Namun, di sisi lain, program ini sering menghadapi tantangan besar yang justru bisa menghambat atau bahkan mengancam keberlanjutan produksi beras:
- Kualitas Lahan yang Suboptimal: Banyak program cetak sawah baru dilakukan di lahan non-pertanian seperti gambut, rawa, atau hutan yang secara alami kurang subur. Lahan ini membutuhkan investasi besar, waktu lama, dan upaya ekstensif untuk menjadi produktif optimal, dengan hasil panen awal yang mungkin jauh di bawah ekspektasi.

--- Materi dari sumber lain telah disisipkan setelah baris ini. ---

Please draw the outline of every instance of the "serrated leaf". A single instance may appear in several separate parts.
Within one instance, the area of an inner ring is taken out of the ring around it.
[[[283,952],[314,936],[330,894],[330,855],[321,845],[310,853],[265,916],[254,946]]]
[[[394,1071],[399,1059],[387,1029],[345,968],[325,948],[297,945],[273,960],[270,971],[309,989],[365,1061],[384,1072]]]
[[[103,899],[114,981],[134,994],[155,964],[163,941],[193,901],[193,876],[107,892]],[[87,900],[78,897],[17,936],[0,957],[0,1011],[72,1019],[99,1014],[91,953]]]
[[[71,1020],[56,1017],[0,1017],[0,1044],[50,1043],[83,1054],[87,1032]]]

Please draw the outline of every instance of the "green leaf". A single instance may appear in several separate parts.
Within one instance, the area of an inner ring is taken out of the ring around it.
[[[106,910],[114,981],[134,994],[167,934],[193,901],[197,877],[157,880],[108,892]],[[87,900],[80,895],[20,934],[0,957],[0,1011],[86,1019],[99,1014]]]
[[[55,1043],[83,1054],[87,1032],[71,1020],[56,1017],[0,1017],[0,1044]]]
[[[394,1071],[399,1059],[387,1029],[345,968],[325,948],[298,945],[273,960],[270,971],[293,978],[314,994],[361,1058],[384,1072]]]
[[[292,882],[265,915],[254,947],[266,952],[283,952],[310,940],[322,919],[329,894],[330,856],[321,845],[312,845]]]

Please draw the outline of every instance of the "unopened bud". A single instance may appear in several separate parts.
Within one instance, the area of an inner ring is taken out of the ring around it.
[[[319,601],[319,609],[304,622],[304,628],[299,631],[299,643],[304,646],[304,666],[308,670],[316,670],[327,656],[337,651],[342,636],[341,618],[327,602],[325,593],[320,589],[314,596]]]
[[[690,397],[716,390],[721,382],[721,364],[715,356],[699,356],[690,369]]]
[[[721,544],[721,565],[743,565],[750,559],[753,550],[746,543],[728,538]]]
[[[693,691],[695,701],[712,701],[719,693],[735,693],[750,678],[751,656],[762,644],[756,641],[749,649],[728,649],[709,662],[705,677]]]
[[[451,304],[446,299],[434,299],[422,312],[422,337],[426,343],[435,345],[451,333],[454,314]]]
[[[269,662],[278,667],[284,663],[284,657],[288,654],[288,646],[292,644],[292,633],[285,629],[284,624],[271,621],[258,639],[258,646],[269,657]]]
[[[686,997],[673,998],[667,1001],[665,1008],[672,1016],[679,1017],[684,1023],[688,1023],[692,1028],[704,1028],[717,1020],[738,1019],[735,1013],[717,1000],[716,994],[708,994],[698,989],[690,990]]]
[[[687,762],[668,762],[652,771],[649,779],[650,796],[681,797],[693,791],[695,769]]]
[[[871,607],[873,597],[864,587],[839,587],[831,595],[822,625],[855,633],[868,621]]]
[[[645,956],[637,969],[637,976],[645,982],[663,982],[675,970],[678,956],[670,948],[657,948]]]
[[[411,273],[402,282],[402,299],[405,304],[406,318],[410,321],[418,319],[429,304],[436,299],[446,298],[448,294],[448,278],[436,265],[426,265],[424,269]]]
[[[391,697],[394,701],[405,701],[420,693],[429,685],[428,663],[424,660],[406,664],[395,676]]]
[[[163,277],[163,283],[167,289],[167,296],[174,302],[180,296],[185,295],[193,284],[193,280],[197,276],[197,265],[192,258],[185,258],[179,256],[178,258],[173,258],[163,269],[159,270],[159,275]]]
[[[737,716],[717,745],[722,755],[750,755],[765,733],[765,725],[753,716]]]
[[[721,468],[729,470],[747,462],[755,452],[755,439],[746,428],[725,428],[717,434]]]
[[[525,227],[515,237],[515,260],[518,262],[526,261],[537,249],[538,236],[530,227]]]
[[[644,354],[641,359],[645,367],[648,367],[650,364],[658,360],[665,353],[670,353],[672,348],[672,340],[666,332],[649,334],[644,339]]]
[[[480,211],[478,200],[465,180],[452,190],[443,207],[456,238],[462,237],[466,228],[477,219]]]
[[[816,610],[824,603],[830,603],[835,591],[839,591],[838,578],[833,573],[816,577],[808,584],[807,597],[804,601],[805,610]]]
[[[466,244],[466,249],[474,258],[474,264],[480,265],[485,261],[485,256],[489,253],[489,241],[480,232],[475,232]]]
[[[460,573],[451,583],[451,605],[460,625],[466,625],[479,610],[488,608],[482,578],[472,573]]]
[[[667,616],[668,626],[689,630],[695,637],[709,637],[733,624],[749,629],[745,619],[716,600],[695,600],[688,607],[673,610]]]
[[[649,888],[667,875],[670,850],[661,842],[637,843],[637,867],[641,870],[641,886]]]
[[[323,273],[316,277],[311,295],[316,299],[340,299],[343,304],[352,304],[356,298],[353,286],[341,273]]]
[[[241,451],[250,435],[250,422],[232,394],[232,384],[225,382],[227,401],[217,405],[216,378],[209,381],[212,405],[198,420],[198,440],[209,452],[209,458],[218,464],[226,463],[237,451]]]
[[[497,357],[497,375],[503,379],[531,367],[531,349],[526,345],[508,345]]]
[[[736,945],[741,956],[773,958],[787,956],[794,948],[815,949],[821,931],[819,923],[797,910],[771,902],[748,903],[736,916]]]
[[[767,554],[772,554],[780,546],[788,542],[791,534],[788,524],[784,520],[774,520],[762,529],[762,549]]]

- Dampak Lingkungan Negatif: Konversi lahan seringkali memicu deforestasi, kerusakan ekosistem gambut, pelepasan emisi karbon tinggi, dan perubahan tata air. Kerusakan lingkungan ini bisa berbalik mengancam keberlanjutan pertanian itu sendiri di masa depan, misalnya melalui banjir, kekeringan, atau penurunan kualitas tanah jangka panjang.
- Masalah Ketersediaan Air: Lahan baru mungkin tidak memiliki akses irigasi yang memadai, menjadikan produksi beras sangat rentan terhadap kondisi cuaca dan ketersediaan air.
- Biaya Tinggi dan Efisiensi Rendah: Biaya pembukaan dan pengelolaan lahan baru sangat tinggi, seringkali tidak sebanding dengan hasil yang diperoleh, terutama jika produktivitas lahan rendah.
Singkatnya, program cetak sawah baru memang menjanjikan peningkatan produksi beras secara kuantitas. Namun, tanpa kajian mendalam tentang kelayakan lahan, dampak lingkungan yang komprehensif, dan strategi pengelolaan yang berkelanjutan, program ini berisiko menjadi investasi mahal dengan hasil yang tidak optimal, bahkan bisa memperburuk ketahanan pangan dan merusak lingkungan dalam jangka panjang. Efektivitasnya bukan hanya diukur dari luasan lahan yang tercetak, melainkan dari produktivitas berkelanjutan dan dampak ekologisnya.